El objeto de Bath también era aparentemente sólido, aunque después de someterlo a algunos análisis, descubrió que uno de los extremos estaba recubierto con suficiente metal como para protegerlo del aire y la humedad, pero no como para que fuese impenetrable. Lo único que necesitaba era un destornillador y podría perforar el metal, luego lo destaparía como si fuese un bote de nueces.

Desesperado, miró bajo su asiento, buscando algo que poder usar. Después examinó la bolsa de la cámara de vídeo, pero todas las hebillas eran de plástico, demasiado blandas para perforar la tapa. «Maldita sea —pensó—. El cilindro es la clave de todo. Tiene que haber…».

Y entonces se dio cuenta. Acababa de encontrar la solución.
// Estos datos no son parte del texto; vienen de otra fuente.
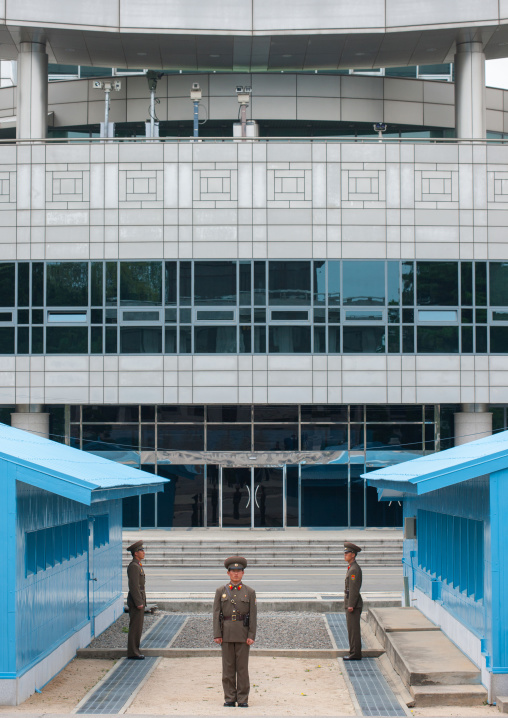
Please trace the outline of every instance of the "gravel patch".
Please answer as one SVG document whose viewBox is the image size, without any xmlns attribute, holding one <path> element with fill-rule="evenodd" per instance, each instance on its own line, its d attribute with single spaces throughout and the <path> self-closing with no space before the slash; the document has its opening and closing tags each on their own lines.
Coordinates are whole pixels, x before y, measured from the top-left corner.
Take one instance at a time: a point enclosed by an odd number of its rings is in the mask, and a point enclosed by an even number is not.
<svg viewBox="0 0 508 718">
<path fill-rule="evenodd" d="M 171 648 L 211 648 L 211 614 L 193 614 Z M 263 613 L 258 617 L 256 648 L 333 648 L 325 618 L 315 613 Z"/>
<path fill-rule="evenodd" d="M 143 636 L 151 628 L 154 623 L 160 620 L 163 615 L 162 611 L 152 615 L 151 613 L 145 613 L 145 620 L 143 622 Z M 127 649 L 127 631 L 123 630 L 129 627 L 129 614 L 122 613 L 109 628 L 93 639 L 88 648 L 125 648 Z"/>
</svg>

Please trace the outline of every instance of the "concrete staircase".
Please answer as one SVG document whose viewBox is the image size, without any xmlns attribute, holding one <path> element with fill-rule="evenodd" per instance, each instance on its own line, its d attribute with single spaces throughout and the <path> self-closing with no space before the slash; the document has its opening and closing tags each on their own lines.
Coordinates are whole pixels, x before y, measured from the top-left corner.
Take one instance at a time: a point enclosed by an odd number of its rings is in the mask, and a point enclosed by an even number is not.
<svg viewBox="0 0 508 718">
<path fill-rule="evenodd" d="M 273 534 L 272 534 L 273 535 Z M 127 565 L 130 556 L 125 550 L 131 539 L 123 541 L 123 563 Z M 148 537 L 144 539 L 146 547 L 146 566 L 153 567 L 195 567 L 207 568 L 222 566 L 225 556 L 247 555 L 250 566 L 295 566 L 317 567 L 337 566 L 344 563 L 343 540 L 311 538 L 284 538 L 280 532 L 277 538 L 264 538 L 260 534 L 245 538 L 228 539 L 203 536 L 202 539 L 186 538 L 185 533 L 177 538 Z M 397 566 L 402 560 L 402 537 L 399 538 L 363 538 L 362 566 Z"/>
<path fill-rule="evenodd" d="M 416 608 L 371 608 L 367 620 L 418 707 L 482 705 L 480 670 Z"/>
</svg>

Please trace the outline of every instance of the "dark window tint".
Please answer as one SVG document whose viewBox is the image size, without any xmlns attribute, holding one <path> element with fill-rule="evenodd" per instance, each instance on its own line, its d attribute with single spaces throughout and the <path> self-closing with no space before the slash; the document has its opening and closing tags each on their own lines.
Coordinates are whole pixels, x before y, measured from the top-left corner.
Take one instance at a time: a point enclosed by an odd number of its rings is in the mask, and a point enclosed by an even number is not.
<svg viewBox="0 0 508 718">
<path fill-rule="evenodd" d="M 348 261 L 342 263 L 342 299 L 349 306 L 385 303 L 385 263 Z"/>
<path fill-rule="evenodd" d="M 120 304 L 124 307 L 162 304 L 160 262 L 120 262 Z"/>
<path fill-rule="evenodd" d="M 344 354 L 376 354 L 385 350 L 384 327 L 344 327 Z"/>
<path fill-rule="evenodd" d="M 204 466 L 159 466 L 170 482 L 157 495 L 157 525 L 188 528 L 204 525 Z M 209 514 L 209 519 L 211 515 Z"/>
<path fill-rule="evenodd" d="M 120 327 L 122 354 L 160 354 L 162 327 Z"/>
<path fill-rule="evenodd" d="M 449 307 L 459 303 L 457 262 L 417 262 L 417 303 Z"/>
<path fill-rule="evenodd" d="M 270 304 L 310 304 L 310 262 L 269 263 Z"/>
<path fill-rule="evenodd" d="M 387 287 L 388 296 L 386 297 L 388 304 L 395 305 L 400 303 L 400 281 L 399 281 L 399 263 L 387 263 Z"/>
<path fill-rule="evenodd" d="M 18 307 L 30 305 L 30 265 L 28 262 L 18 263 Z"/>
<path fill-rule="evenodd" d="M 91 331 L 91 346 L 90 352 L 92 354 L 102 354 L 102 327 L 92 327 Z"/>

Sacó la llave del camión que había alquilado y empujó con la punta el borde del cilindro. Cuando la tapa se rompió, el recipiente emitió un soplido, dejando escapar el aire que había guardado durante dos mil años. Con manos temblorosas hizo palanca con la llave y quitó la delgada capa de metal, aunque no del todo. No tenía intención de sacar los documentos en el autobús. Lo único que quería era ver si el pergamino estaba dentro.

Para poder mirarlo, elevó el tubo hacia la luz. Pero cuando estaba acercando el ojo a la abertura, algo pasó. La escena, que iba a buen ritmo, de pronto pasó a cámara lenta. El rugido del motor del autobús, el sonido de las ráfagas de viento y el murmullo de los demás pasajeros también habían disminuido.